Thursday, March 7, 2013

Grey Owl

Photo credit: wikipedia
 
A discussion of the writings of Grey Owl is hardly complete without some knowledge of the man himself. I might guess that not everyone knows of him, because when I tried to search the internet for him, mostly all I got was Grey Owl Coffee, Grey Owl Street, Grey Owl Realty, and a smidgen about his namesake, the Great Grey Owl. I had to dig to find him buried in the digital tombs of the internet. That means not many people have been looking for him. If you love nature, the water, and paddling, this is a man you want to know better, and his writings even more so.

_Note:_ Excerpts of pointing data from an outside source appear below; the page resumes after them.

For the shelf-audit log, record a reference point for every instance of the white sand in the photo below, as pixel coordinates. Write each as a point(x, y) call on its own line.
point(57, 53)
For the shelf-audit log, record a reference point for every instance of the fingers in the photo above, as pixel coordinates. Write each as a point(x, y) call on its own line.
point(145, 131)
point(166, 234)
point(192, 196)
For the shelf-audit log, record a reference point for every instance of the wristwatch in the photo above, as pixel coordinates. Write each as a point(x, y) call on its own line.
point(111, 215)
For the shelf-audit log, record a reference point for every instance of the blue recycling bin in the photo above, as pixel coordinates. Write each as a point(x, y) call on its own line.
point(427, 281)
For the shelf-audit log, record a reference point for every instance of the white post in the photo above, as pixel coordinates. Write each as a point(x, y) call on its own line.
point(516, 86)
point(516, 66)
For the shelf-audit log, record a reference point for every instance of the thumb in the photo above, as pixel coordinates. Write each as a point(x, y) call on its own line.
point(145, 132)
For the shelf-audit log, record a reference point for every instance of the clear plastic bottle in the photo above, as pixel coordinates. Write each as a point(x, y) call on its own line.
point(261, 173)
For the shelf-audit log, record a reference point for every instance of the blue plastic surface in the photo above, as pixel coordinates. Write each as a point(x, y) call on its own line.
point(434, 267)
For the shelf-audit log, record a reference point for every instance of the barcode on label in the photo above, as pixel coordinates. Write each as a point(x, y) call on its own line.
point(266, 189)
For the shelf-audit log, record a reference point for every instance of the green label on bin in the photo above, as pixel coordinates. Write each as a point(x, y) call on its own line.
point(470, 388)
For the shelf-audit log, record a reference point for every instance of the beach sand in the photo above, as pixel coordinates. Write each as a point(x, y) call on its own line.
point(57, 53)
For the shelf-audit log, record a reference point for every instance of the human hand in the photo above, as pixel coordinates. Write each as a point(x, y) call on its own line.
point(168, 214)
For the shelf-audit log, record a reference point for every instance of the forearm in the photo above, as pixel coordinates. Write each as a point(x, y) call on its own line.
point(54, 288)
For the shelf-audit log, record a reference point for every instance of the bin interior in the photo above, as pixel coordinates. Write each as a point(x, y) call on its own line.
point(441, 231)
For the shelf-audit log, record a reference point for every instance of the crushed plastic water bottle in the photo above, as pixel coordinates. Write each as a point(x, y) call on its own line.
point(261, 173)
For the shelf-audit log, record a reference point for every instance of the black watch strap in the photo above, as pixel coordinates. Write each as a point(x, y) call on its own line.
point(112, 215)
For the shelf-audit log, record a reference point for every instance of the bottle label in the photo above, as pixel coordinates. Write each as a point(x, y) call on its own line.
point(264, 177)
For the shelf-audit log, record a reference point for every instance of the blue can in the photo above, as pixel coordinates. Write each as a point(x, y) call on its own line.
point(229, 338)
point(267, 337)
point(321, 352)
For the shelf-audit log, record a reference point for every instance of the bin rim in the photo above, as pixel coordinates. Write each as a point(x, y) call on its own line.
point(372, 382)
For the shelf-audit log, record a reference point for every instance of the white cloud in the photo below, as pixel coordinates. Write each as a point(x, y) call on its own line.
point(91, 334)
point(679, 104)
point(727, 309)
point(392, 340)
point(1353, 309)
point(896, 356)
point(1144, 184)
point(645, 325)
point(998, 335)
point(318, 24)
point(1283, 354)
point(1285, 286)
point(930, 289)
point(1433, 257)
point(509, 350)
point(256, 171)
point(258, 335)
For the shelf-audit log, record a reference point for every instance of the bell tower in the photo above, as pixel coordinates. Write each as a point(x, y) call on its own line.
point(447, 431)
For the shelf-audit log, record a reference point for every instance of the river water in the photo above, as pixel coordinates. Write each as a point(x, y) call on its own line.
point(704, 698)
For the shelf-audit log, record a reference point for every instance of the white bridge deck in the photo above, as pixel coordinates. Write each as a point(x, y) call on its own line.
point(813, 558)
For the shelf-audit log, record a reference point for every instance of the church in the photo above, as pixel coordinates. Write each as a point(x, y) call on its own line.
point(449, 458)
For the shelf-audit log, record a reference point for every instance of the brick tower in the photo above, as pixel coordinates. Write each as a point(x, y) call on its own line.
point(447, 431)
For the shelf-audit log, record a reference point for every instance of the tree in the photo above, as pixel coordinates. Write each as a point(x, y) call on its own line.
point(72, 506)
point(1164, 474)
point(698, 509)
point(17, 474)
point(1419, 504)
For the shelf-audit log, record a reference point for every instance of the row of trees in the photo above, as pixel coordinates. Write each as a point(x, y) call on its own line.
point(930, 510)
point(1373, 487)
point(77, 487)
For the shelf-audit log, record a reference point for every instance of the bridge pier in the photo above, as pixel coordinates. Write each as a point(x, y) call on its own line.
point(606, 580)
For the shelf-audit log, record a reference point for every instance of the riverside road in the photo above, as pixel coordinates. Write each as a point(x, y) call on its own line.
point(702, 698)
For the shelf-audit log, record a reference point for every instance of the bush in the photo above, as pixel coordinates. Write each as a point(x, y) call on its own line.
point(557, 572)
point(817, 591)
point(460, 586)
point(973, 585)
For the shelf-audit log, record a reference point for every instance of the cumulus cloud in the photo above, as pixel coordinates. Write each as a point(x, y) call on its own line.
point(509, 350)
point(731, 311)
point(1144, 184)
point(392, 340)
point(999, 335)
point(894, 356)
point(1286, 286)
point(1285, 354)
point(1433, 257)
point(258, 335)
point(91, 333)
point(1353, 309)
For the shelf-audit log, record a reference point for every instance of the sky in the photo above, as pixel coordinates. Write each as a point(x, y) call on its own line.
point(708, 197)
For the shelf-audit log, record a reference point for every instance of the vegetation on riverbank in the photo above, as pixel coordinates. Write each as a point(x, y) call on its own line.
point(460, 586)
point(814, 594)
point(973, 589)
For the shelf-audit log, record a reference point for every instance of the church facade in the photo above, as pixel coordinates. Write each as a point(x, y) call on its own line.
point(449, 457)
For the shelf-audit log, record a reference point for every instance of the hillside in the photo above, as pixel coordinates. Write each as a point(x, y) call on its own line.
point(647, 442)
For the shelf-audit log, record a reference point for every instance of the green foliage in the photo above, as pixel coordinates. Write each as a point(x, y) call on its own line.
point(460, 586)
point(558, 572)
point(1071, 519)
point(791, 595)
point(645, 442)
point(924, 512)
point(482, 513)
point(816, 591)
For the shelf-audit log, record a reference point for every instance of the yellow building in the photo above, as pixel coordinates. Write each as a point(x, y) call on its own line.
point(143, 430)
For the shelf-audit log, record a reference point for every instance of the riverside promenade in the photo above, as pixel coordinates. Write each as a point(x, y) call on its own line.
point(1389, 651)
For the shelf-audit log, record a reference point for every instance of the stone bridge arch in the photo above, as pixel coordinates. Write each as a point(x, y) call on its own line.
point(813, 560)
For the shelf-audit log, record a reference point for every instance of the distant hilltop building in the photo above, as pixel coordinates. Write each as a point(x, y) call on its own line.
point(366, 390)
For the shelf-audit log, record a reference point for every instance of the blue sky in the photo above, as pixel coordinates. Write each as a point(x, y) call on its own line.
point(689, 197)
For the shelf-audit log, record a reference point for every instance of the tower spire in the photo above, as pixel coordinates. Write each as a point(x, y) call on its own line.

Grey Owl lived from 1888 to 1938. He was born as Archibald Stanford Belaney in Hastings, England, to a farming family. He attended the Hastings Grammar School as a youth, and one of the things that will first strike you right in the face as you read his writings, is how a grammar school student, who went to live with the animals in the wilderness, should be such an astounding writer, thinker, observer, and intellectual when our students today with higher education and college can so often fail to string a dozen words together into a cohesive thought. Okay, that’s the end of my editorial. As things went poorly for the family, this 12 or 13-year-old went to work for a timber company. That didn’t last, however. Always a prankster, he dropped some large fireworks down the chimney of the company’s office woodstove. Nearly destroying the office building got him fired. On March 29, 1906, he boarded the SS Canada bound for Halifax, ostensibly to study agriculture.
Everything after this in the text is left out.